A Day of Magic: Update #5
And I thought yesterday was a good day…
The morning started with an early phone call from Sarah’s contact who had invited us to visit his school. We skipped breakfast and waited in the hotel courtyard for him to arrive. The first to arrive was Michael, who, being cautious about us going out with someone he didn’t know, would accompany us for the trip to the school. The next to arrive was a monkey. He walked along the fence about 30 feet from us then jumped to a tree inside the courtyard. He climbed the tree to the roof of the hotel only to decide he’d rather be back in the tree. From there he made his way down the fence line and out of site. The next to arrive was the Vice President of South Sudan. We had to move our table and chairs because we were blocking the side gate where his motorcade would enter. And finally, Sarah’s contact, Gatwech Koak Koang.

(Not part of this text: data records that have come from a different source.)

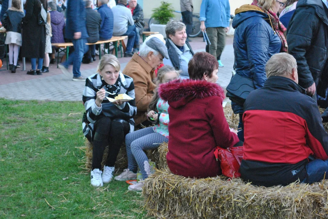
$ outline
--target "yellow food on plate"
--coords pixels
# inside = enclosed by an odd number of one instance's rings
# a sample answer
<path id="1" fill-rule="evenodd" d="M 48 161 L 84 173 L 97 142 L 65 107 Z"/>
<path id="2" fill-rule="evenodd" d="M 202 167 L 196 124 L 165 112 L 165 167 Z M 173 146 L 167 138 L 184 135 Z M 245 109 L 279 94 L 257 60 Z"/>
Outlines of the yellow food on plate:
<path id="1" fill-rule="evenodd" d="M 122 100 L 123 99 L 123 94 L 119 94 L 116 97 L 115 97 L 115 100 Z"/>

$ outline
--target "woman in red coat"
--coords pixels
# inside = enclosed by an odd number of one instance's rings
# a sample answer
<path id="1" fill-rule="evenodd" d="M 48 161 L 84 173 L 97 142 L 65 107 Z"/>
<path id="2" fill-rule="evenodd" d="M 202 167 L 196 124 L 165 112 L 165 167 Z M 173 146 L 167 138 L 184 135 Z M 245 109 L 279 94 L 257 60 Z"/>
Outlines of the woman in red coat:
<path id="1" fill-rule="evenodd" d="M 197 178 L 221 175 L 214 150 L 217 146 L 230 147 L 239 142 L 236 131 L 230 129 L 224 117 L 224 92 L 215 83 L 218 67 L 214 56 L 197 53 L 188 65 L 190 80 L 159 87 L 160 96 L 170 105 L 166 159 L 175 174 Z"/>

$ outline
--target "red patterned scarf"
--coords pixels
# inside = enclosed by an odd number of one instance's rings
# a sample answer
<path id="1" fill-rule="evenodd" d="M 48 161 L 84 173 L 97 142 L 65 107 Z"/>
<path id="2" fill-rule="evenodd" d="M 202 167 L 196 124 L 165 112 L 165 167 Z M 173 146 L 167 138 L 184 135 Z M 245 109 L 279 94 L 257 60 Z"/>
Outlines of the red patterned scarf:
<path id="1" fill-rule="evenodd" d="M 262 6 L 258 3 L 257 0 L 253 0 L 252 5 L 258 7 L 264 11 L 264 12 L 269 15 L 269 24 L 272 27 L 276 33 L 278 33 L 280 39 L 281 40 L 281 51 L 284 52 L 288 52 L 288 46 L 287 41 L 286 40 L 286 32 L 287 29 L 284 25 L 279 21 L 276 14 L 271 10 L 267 10 L 262 8 Z"/>

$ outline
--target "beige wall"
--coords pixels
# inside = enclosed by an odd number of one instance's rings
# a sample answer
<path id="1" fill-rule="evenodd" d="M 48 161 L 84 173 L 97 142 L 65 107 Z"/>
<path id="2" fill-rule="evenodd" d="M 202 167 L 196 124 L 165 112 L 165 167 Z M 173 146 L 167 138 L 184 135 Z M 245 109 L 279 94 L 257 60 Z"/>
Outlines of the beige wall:
<path id="1" fill-rule="evenodd" d="M 160 5 L 161 2 L 163 0 L 144 0 L 143 11 L 145 18 L 149 18 L 152 16 L 153 9 L 158 7 Z M 165 1 L 172 4 L 174 10 L 180 10 L 180 2 L 179 0 L 163 0 Z M 235 14 L 235 10 L 241 5 L 245 4 L 250 4 L 252 0 L 229 0 L 230 3 L 230 13 Z M 201 0 L 193 0 L 194 4 L 194 12 L 199 13 L 200 9 Z M 181 16 L 181 14 L 175 13 L 176 18 L 179 19 Z"/>

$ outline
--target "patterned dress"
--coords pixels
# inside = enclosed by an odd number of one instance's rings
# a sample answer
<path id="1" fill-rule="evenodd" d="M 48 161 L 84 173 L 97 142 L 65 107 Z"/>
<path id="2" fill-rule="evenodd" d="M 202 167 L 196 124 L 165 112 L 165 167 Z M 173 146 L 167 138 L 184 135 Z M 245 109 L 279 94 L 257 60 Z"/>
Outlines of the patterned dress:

Now unless you had met Gatwech in person, you might wonder why we chose to spend the day with him and give up an opportunity to interview the Vice President of South Sudan. This interview was a very real possibility as the VP was giving a talk at a conference on decentralization and Sarah had already met the conference organizer. We will never regret that missed opportunity.

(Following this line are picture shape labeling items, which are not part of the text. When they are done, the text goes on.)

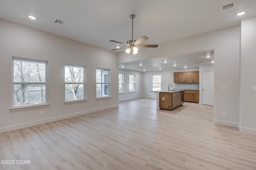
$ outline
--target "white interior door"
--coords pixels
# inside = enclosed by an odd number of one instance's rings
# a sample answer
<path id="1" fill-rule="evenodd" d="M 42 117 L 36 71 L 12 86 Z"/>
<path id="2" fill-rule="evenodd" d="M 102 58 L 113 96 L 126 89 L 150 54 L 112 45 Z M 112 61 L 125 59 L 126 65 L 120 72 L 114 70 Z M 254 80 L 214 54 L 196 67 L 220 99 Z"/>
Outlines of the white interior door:
<path id="1" fill-rule="evenodd" d="M 213 71 L 202 72 L 203 104 L 213 106 Z"/>

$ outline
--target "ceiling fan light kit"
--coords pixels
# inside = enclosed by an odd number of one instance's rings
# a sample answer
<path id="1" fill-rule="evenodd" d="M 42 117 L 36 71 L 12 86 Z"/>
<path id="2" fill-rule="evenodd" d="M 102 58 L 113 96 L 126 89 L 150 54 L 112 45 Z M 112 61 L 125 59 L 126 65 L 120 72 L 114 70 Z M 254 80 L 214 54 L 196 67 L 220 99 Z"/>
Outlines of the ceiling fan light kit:
<path id="1" fill-rule="evenodd" d="M 132 55 L 132 53 L 133 55 L 135 55 L 138 53 L 139 51 L 139 49 L 138 47 L 157 47 L 158 45 L 140 45 L 139 44 L 144 41 L 148 39 L 148 37 L 142 36 L 139 38 L 137 40 L 133 39 L 133 19 L 135 17 L 135 15 L 134 14 L 131 14 L 130 16 L 130 17 L 132 18 L 132 40 L 127 41 L 127 43 L 122 43 L 121 42 L 117 41 L 114 40 L 110 40 L 110 41 L 114 42 L 114 43 L 118 43 L 119 44 L 124 44 L 127 45 L 126 47 L 124 47 L 121 48 L 118 48 L 116 49 L 112 49 L 112 50 L 116 50 L 119 49 L 126 48 L 127 49 L 125 50 L 125 52 L 127 54 L 129 54 L 130 53 L 131 55 Z"/>

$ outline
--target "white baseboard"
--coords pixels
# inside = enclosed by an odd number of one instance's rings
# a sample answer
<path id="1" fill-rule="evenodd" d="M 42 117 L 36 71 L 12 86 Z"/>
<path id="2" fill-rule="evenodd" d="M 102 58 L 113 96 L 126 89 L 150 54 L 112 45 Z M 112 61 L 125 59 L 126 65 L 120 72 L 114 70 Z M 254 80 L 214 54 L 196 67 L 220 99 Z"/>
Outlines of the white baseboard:
<path id="1" fill-rule="evenodd" d="M 256 129 L 244 127 L 240 127 L 240 131 L 241 132 L 256 135 Z"/>
<path id="2" fill-rule="evenodd" d="M 239 127 L 239 125 L 238 123 L 224 121 L 220 120 L 216 120 L 214 119 L 213 123 L 214 124 L 218 124 L 218 125 L 224 125 L 225 126 L 237 127 L 238 128 Z"/>
<path id="3" fill-rule="evenodd" d="M 156 97 L 152 97 L 152 96 L 142 96 L 142 98 L 147 98 L 148 99 L 156 99 Z"/>
<path id="4" fill-rule="evenodd" d="M 102 110 L 106 110 L 107 109 L 111 109 L 112 108 L 117 107 L 119 106 L 118 104 L 110 106 L 109 106 L 104 107 L 103 107 L 98 108 L 97 109 L 92 109 L 91 110 L 86 110 L 79 112 L 73 113 L 72 113 L 68 114 L 65 115 L 62 115 L 60 116 L 56 116 L 53 117 L 44 119 L 41 120 L 38 120 L 35 121 L 32 121 L 28 122 L 26 122 L 18 124 L 17 125 L 12 125 L 11 126 L 6 126 L 0 128 L 0 133 L 3 132 L 11 131 L 14 130 L 18 129 L 24 127 L 28 127 L 35 125 L 39 125 L 40 124 L 45 123 L 47 122 L 55 121 L 56 120 L 61 120 L 64 119 L 67 119 L 70 117 L 74 117 L 80 115 L 84 115 L 89 113 L 90 113 L 95 112 Z"/>

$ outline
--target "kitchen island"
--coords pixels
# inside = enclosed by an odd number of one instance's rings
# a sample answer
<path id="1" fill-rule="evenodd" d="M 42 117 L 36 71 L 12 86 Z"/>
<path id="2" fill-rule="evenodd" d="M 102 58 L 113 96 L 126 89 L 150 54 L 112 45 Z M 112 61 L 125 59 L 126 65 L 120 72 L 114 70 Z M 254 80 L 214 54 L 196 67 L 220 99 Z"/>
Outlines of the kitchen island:
<path id="1" fill-rule="evenodd" d="M 156 109 L 172 110 L 183 104 L 184 90 L 152 91 L 156 95 Z"/>

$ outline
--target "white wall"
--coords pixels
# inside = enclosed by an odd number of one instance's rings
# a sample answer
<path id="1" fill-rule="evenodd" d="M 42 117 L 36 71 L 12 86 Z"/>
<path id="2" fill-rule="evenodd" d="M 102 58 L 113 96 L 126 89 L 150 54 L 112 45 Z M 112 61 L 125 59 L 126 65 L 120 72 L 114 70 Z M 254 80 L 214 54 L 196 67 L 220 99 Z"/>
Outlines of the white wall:
<path id="1" fill-rule="evenodd" d="M 214 64 L 206 65 L 205 66 L 200 66 L 199 67 L 199 104 L 202 104 L 202 72 L 205 71 L 214 71 Z"/>
<path id="2" fill-rule="evenodd" d="M 141 49 L 136 57 L 118 54 L 118 63 L 172 56 L 214 49 L 214 122 L 238 127 L 239 124 L 240 27 L 231 27 Z M 222 91 L 222 87 L 226 86 Z M 222 116 L 222 111 L 226 116 Z"/>
<path id="3" fill-rule="evenodd" d="M 140 71 L 119 69 L 119 74 L 124 74 L 124 93 L 119 94 L 119 101 L 141 98 L 142 96 L 142 73 Z M 129 75 L 135 75 L 136 92 L 129 92 Z"/>
<path id="4" fill-rule="evenodd" d="M 118 106 L 116 53 L 2 20 L 0 37 L 0 132 Z M 12 56 L 49 61 L 50 107 L 10 111 Z M 87 102 L 64 105 L 65 63 L 86 66 Z M 110 69 L 110 99 L 96 100 L 96 67 Z"/>
<path id="5" fill-rule="evenodd" d="M 143 92 L 144 97 L 156 98 L 156 94 L 152 90 L 152 75 L 161 75 L 162 83 L 161 90 L 168 90 L 168 85 L 170 84 L 172 85 L 172 88 L 176 88 L 176 83 L 173 82 L 173 73 L 174 72 L 183 72 L 185 71 L 198 71 L 199 68 L 191 68 L 175 69 L 172 70 L 161 70 L 154 71 L 146 71 L 143 73 Z M 190 83 L 190 84 L 193 84 Z M 170 88 L 171 86 L 170 86 Z"/>
<path id="6" fill-rule="evenodd" d="M 256 135 L 256 17 L 243 20 L 241 27 L 240 130 Z"/>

Gatwech Koak Koang is a living breathing example of what one of James’s professors would call an “organic intellectual”. This young Sudanese man had made it his life’s mission to do at least one thing per year. Like produce a movie about women’s rights and domestic violence. And start a school on his meager salary for refugees returning from the north. And become the neighborhood chief. And work at an indigenous NGO that helps connect other indigenous NGOs to funding sources. He is 26 years old.
Let me describe his school. It has a roof of tin and walls of mud and bamboo. It has a dirt floor and plastic chairs but not enough to go around. It has no chalkboards only particle board painted black. Over sixty students attend this three room school, many of whom can’t even afford to pay for uniforms, the only form of fee requested (but not required) by the school. He funds the school from his own pocket and lives in a tukul next door. He could a afford a nicer house, but he instead funds the school.
If this were a “Save the Children Fund” TV commercial, the camera’s would cut to the girl with the snotty nose and flies on her face and ask you to sponser her so that she could eat. This is not that story. Instead, we interviewed Gatwech Koak Koang’s brother. An American citizen with two masters degrees in Business and Finance who came to teach for no salary. We interviewed the headmaster, a certified Ugandan teacher with a kind face who is living off his savings while he helps his friend grow the school. And watched as a hairdresser turned teacher drilled the numbers in a room full of seven and eight-year-olds. Gatwech met her while she was cutting his hair and told her of his vision for the school. She quit her job to help. While I was interviewing Gatwech’s brother, the UN was busy “disposing” of unexploded ordinance found in a large clearing near the school. “Disposing” for the uninitiated, means “blowing up” thus punctuating the audio track (and my chest) with percussive sound you’d have to FEEL to understand.
I am truly humbled from this experience, and even more than a little embarrassed at the scale our our project in Jalle. I’m done prognosticating, pontificating and otherwise editorializing our experience here. From here on out, I’ll let the people speak for themselves.